Sie lernten sich durch gemeinsame Freunde kennen und kamen sich durch ihre Leidenschaft sofort näher. „Sie wollte umherfahren, aber niemand folgte ihr. Ich hingegen bin immer allein umhergefahren, auch wenn mir niemand gefolgt ist“, sagt Fabrizio. „Ich erinnere mich, dass ich die ersten archäologischen Stätten sah, als ich fünf Jahre alt war, nämlich den Tempel von Antas in Fluminimaggiore und die Stätte in Barumini. Wir spielten in der Nuraghe von Barumini, die zu der Zeit verlassen war. Für mich war es ein Bedürfnis zu erkunden.“
Und so beschließen sie 2017, von ihren Tagen in den archäologischen Stätten in den sozialen Medien zu berichten.

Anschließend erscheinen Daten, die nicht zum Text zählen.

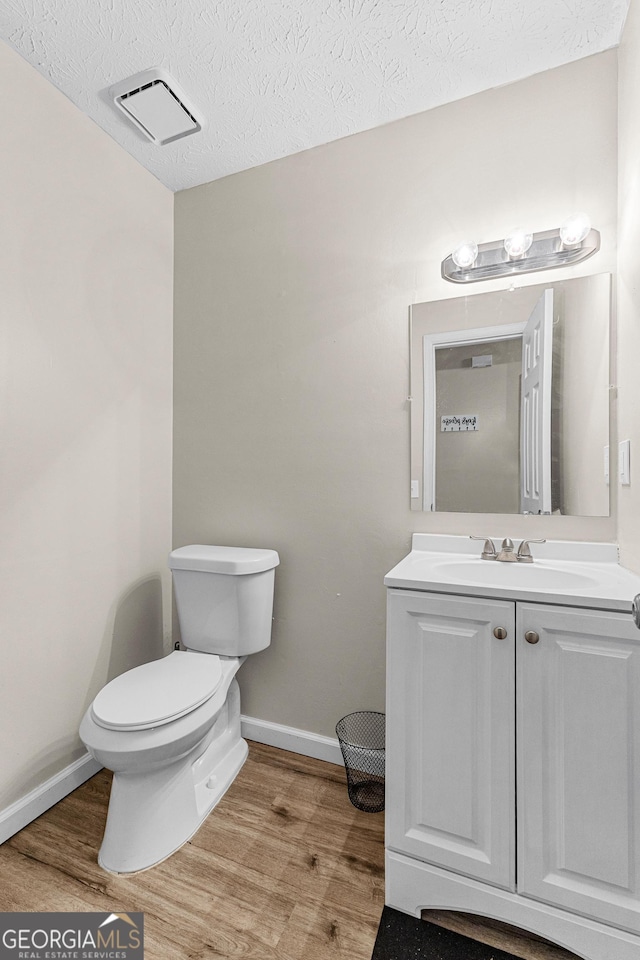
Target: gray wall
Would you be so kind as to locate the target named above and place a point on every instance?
(86, 410)
(292, 284)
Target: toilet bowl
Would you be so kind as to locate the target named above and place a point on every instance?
(170, 729)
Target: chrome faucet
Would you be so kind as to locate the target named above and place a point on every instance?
(524, 553)
(489, 549)
(506, 553)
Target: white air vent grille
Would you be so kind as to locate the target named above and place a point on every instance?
(153, 102)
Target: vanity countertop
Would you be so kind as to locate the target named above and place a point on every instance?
(563, 572)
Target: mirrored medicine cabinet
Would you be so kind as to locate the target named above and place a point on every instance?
(510, 400)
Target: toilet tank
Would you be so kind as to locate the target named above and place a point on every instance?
(224, 597)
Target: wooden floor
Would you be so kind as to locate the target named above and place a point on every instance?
(285, 868)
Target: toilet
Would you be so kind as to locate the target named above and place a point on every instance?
(170, 729)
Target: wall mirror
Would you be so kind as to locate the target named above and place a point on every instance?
(510, 400)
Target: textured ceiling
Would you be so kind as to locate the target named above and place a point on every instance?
(273, 77)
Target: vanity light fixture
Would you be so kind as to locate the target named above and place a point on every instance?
(522, 252)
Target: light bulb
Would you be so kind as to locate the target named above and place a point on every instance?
(574, 230)
(516, 243)
(464, 256)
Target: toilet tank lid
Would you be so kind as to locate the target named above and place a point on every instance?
(229, 560)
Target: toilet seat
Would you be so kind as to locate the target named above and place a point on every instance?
(158, 692)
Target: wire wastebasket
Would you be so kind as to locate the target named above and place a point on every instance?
(361, 738)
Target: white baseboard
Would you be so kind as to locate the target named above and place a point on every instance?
(23, 811)
(28, 808)
(291, 738)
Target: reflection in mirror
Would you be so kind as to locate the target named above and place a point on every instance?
(510, 410)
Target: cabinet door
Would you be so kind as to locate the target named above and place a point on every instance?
(579, 762)
(450, 733)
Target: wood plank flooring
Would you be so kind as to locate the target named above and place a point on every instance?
(285, 868)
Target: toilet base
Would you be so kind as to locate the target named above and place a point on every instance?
(153, 814)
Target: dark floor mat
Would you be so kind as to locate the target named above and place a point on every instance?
(401, 937)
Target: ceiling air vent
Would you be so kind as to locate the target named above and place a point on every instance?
(153, 101)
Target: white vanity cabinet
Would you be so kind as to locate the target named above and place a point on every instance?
(513, 763)
(578, 761)
(450, 751)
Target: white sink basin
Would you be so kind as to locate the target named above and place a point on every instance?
(584, 574)
(540, 574)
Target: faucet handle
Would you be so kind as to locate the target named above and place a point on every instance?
(524, 553)
(489, 551)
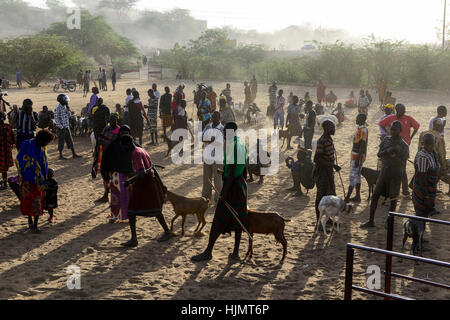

Heute hat Fabrizios Instagram-Profil 80.000 Follower und seine Facebook-Seite 50.000.
Hinter der Bezeichnung „La Sardegna oltre al mare“ (dt. „Sardinien jenseits des Meers“) verbirgt sich eine konkrete Mission, nämlich die außergewöhnlichen archäologischen, natürlichen und kulturellen Reichtümer Sardiniens bekannt zu machen, die noch zu wenig bekannt sind.
Für Alessandra und Fabrizio ist dies nicht nur eine Leidenschaft, sondern ein echter Aufruf, das Erbe der Insel zu fördern und zu verbreiten, indem sie zum Beispiel zeigen, dass die Nuraghen Spuren von entwickelten und strukturierten Zivilisationen enthalten.
Mit atemberaubenden Fotoaufnahmen und fesselnden Videoerzählungen vertieft das Paar Erfahrungen und Visionen, um die Seele Sardiniens jenseits der Küstenlandschaft einzufangen. „Mit dem Namen dieses Projekts wollen wir der außergewöhnlichen Natur des Meeres lokales Wissen hinzufügen. Für uns ist die Küste so etwas wie der Rahmen eines Gemäldes. Sie ist unverzichtbar, aber man sollte nicht nur sie anschauen. Wenn man sich ein Werk von Van Gogh anschaut, bleibt man nicht nur beim Betrachten des Rahmens hängen. Für uns ist das Meer der zauberhafte Rahmen für ein einzigartiges Gebiet“, erklärt Alessandra.
Sie blicken jedoch nicht nur auf die Grenzen der Insel. Das Projekt „Sardegna Oltre al Mare“ wird ständig erweitert und hat zum Ziel, nuragische archäologische Stätten zu dokumentieren, die im gesamten Mittelmeerraum und sogar darüber hinaus verstreut sind. Von den Tholos-Gräbern im mykenischen Griechenland bis zu den Überresten der Türme auf Korsika, von den Felsengräbern in Portugal bis zu den Symbolen der Muttergöttin, die überall zu finden sind, entdecken Alessandra und Fabrizio jahrtausendealte Verflechtungen, die Sardinien mit dem Rest der antiken Welt verbinden.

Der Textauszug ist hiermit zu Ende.